Zimbabwe’s mining lobby body, the Chamber of Mines, says the capital-intensive sector requires US$4 billion in working capital to ramp up output in the next five years.
Chamber of Mines president Toindepi Muganyi told delegates at a mining conference held in the capital on Wednesday that the platinum sector requires US$2,8 billion, while gold requires US$600 million and coal US$420 million. About US$28 million is needed for nickel and US$38 million for chrome.
However, local banks do not have the capacity to meet this huge capital requirement by mining companies.
ZB Financial Holdings head of corporate strategy Thomas Zawaira said the local mining sector has traditionally been financed through internal funding from revenue inflows, shareholders equity, debt finance and structured finance.
“Within the context of the multiple currency system, balance of payments developments remain a critical determinant of the expansion in the country’s bank deposit base and domestic money supply at large,” he said.
“This situation is attributable to the fact that the country is only able to increase its liquidity through exports, diaspora remittances, foreign investments and external lines of credit.”
He said while it is difficult to adequately fund mining in the short-term, in the long-run the issuance of corporate bonds, joint venture partnerships, royalty- based financing and lines of credit were alternative ways of securing funding.
Official figures show that the mining sector contributed 53% of the US$10,5 billion total exports between 2009 and 2014.
Muganyi said the platinum sector’s capital requirements of US$2,8 billion would enable the production of 22 tonnes whereas the gold sector’s US$600 million would capacitate the production of 30 tonnes per annum by 2020.
Nickel production will rise to 27 tonnes per annum while chrome 1,3 million tonnes. Coal is seen surging to 18 million tonnes per year.
The current fiscal and tax modelling reflects a strong correlation of the mining sector’s performance and contribution to new capital.
The mining sector contributes 10% of GDP and has contributed more than 50% of the US$1,9 billion in foreign direct investment inflows registered since 2009.
According to Muganyi, gold production has been on an upward trend.
From January to August 12 this year, three tonnes of bullion have been delivered with the figure expected to rise by 20% to 18,4 tonnes by year-end.
The platinum sector has produced 7,8 tonnes during the eight months to August and is expected to reach 11,8 tonnes by year-end although the figure remains below last year’s 12,4 tonnes.
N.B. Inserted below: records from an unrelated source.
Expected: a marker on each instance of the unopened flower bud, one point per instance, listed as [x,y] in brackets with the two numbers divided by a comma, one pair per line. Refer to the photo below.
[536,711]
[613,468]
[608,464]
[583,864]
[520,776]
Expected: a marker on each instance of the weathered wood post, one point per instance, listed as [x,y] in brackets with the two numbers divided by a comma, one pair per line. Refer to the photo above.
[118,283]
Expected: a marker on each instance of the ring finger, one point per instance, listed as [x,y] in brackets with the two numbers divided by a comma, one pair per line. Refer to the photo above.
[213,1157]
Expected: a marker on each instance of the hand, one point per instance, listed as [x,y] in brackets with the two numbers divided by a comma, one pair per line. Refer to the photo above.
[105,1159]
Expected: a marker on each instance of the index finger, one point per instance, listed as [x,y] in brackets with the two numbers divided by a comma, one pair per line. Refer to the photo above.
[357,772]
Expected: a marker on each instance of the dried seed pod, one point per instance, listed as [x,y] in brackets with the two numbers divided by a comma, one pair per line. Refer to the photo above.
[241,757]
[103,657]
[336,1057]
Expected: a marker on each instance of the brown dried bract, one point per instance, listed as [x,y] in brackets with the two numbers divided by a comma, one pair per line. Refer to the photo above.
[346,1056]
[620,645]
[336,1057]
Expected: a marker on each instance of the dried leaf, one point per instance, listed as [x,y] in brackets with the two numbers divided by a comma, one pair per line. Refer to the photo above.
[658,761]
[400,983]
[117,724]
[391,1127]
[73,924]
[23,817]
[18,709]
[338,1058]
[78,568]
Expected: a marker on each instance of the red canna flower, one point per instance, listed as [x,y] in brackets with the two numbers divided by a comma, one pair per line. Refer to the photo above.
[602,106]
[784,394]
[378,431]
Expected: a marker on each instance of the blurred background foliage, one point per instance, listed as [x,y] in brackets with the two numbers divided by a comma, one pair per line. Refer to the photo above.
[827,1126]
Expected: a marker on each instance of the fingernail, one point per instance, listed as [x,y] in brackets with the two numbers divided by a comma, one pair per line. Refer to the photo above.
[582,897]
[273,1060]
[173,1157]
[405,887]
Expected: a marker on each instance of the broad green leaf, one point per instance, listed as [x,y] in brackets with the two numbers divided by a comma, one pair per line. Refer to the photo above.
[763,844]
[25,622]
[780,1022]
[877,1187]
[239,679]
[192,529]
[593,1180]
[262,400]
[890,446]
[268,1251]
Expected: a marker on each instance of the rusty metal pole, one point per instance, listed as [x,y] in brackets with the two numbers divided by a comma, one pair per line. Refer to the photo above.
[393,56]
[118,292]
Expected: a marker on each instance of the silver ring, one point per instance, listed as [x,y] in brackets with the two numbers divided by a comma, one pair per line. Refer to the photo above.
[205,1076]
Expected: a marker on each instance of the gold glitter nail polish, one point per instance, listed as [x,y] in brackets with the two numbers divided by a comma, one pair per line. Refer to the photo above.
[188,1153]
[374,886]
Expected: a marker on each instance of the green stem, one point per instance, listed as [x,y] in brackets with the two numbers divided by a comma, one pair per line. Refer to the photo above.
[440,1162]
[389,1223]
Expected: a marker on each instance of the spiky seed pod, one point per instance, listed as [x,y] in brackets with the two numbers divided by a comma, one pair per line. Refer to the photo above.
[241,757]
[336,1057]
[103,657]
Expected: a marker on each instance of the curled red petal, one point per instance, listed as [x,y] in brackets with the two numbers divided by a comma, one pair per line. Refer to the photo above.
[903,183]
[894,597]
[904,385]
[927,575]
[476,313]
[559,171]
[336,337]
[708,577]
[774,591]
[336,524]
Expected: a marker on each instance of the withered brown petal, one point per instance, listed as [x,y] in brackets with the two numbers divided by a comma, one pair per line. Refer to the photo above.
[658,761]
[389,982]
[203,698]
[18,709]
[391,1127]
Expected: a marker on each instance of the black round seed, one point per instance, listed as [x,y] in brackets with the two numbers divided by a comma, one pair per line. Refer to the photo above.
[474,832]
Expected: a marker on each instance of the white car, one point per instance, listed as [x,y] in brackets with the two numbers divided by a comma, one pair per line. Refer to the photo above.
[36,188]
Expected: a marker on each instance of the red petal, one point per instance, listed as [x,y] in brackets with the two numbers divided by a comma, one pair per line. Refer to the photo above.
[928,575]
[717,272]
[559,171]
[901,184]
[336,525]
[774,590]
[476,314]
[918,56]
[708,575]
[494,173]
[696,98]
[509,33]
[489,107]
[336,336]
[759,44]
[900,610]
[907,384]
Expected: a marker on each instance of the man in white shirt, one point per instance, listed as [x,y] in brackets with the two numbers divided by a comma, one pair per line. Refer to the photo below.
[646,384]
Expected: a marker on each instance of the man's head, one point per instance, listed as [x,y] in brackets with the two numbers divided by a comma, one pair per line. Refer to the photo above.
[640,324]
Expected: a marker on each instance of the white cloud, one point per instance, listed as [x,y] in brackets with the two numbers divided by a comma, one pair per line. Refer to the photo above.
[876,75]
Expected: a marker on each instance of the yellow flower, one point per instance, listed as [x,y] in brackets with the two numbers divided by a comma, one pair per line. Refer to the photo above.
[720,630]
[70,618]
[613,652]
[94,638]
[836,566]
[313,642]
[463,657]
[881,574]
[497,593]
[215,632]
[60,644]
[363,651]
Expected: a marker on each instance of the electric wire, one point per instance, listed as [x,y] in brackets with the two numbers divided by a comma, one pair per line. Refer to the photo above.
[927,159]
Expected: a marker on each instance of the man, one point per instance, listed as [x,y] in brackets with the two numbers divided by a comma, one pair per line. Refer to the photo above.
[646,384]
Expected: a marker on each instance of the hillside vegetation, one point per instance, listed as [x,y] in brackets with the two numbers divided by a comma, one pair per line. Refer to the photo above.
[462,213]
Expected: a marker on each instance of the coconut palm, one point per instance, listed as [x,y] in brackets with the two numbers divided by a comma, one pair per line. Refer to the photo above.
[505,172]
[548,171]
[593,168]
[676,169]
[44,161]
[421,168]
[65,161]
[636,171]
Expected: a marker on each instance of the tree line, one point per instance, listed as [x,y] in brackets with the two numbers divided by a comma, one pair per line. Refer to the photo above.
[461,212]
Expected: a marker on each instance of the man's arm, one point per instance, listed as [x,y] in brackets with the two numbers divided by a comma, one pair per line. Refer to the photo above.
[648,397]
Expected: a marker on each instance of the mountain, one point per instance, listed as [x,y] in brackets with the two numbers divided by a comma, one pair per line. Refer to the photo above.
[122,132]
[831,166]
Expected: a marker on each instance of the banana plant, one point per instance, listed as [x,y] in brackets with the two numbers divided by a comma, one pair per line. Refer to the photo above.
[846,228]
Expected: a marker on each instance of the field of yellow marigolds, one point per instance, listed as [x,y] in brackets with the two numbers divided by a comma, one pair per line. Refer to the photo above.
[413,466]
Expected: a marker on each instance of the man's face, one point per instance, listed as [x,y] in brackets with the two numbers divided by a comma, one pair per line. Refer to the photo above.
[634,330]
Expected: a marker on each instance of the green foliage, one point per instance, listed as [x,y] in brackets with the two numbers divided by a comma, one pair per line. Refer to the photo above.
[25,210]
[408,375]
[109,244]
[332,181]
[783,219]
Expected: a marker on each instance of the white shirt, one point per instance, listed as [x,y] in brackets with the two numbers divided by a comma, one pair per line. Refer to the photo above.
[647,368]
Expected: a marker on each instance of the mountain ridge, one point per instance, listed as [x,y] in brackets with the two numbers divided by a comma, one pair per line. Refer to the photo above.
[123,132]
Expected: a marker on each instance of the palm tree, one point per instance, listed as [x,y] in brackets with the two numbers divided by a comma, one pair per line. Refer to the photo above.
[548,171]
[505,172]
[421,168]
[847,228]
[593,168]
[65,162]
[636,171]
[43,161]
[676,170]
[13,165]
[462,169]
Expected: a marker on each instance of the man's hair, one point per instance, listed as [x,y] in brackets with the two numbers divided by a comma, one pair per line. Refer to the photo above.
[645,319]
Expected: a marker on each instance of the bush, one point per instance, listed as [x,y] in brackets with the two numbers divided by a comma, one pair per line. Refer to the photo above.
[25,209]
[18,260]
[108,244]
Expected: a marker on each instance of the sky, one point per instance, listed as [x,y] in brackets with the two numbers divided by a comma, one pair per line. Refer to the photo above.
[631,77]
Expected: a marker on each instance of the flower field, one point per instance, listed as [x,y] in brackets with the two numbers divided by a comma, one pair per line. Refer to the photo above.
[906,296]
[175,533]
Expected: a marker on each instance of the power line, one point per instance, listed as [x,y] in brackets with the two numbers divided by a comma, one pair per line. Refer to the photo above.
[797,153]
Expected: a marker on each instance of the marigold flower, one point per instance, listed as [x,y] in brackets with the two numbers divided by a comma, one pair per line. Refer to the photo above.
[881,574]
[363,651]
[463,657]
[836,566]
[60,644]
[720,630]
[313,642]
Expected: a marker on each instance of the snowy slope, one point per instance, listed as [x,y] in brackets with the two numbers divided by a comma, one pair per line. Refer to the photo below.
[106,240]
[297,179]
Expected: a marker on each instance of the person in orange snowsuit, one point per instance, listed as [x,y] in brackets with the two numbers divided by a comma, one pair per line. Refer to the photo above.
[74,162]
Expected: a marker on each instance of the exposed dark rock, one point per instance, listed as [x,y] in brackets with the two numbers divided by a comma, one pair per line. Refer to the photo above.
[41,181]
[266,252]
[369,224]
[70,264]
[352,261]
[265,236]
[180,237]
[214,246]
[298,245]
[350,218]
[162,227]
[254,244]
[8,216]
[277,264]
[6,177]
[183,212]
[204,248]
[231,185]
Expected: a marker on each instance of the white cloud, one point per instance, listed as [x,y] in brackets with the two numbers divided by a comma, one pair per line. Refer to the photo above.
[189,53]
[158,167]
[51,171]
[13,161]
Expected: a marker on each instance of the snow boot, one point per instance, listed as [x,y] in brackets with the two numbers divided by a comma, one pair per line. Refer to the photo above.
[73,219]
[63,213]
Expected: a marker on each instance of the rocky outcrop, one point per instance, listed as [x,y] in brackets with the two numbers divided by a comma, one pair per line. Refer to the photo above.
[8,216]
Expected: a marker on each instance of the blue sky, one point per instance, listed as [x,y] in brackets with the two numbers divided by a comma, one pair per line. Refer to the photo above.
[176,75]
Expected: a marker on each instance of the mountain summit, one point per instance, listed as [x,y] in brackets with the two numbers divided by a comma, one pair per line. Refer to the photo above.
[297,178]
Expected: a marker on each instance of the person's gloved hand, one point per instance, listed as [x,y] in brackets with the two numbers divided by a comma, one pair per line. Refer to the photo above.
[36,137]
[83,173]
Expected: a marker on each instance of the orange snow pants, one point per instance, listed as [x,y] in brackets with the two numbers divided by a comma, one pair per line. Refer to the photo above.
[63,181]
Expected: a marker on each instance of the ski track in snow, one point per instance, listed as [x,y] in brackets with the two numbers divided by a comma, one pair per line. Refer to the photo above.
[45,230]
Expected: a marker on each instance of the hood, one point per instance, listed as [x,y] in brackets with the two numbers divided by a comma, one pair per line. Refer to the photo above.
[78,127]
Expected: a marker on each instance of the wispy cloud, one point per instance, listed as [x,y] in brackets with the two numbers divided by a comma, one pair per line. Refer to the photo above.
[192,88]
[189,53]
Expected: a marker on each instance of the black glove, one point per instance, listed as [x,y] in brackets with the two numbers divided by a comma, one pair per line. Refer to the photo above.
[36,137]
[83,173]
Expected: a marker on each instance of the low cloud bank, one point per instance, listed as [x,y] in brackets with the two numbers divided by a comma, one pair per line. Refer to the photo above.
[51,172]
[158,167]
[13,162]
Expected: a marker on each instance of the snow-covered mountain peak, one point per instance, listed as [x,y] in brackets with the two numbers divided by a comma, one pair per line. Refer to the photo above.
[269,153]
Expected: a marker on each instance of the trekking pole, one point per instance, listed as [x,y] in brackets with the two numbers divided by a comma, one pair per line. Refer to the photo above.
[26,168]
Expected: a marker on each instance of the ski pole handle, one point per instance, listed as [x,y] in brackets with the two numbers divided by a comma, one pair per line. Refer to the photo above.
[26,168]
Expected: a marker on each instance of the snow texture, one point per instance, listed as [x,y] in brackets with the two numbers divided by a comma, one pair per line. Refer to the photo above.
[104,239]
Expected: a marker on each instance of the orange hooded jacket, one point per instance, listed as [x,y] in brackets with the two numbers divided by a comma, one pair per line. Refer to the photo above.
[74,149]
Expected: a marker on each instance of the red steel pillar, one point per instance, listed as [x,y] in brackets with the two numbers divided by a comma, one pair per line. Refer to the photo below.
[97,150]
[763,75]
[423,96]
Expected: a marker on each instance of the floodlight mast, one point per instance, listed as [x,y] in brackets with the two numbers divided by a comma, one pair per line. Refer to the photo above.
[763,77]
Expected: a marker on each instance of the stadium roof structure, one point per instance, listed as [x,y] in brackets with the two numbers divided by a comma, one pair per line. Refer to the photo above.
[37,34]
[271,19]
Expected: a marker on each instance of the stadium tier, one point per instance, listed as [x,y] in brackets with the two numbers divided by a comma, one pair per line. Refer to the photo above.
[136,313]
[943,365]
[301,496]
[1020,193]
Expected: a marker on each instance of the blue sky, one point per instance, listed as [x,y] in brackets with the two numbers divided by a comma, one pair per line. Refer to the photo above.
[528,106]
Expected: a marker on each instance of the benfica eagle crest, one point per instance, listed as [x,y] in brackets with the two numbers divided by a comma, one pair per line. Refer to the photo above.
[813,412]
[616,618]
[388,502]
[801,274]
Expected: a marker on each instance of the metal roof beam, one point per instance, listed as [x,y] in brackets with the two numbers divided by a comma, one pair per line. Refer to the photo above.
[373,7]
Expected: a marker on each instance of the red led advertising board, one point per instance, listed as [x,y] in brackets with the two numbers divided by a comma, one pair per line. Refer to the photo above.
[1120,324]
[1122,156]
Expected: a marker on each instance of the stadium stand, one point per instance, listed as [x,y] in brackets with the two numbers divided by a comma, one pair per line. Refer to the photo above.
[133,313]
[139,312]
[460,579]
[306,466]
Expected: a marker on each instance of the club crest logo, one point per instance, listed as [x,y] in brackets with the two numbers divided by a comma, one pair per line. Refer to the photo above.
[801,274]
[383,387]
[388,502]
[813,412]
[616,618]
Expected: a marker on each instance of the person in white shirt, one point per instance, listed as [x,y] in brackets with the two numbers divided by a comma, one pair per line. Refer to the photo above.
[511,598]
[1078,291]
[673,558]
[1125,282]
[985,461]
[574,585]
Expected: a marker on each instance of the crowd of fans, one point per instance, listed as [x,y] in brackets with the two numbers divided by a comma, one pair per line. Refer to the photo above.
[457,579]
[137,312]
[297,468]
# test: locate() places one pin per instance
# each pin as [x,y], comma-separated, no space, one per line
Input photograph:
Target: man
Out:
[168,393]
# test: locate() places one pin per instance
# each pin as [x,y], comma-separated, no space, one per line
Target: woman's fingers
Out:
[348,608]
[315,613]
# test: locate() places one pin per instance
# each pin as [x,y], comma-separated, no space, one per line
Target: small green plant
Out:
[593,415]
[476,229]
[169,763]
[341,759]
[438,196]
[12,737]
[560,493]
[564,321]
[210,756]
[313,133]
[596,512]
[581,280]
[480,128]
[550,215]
As of end of August, chrome deliveries were pegged at 140 tonnes and are expected to rise to 210 tonnes by end of the year. Last year 408 tonnes was produced. A 48,5% decline is expected this year.
Coal output is expected to plummet by 38,1% to 3,9 tonnes from 6,3 tonnes produced last year.
The diamond sector produced 2 241 carats in the first eight months of the year and is anticipated to reach 3 360 by year end, a 29% drop from last year’s output of 4 773 carats.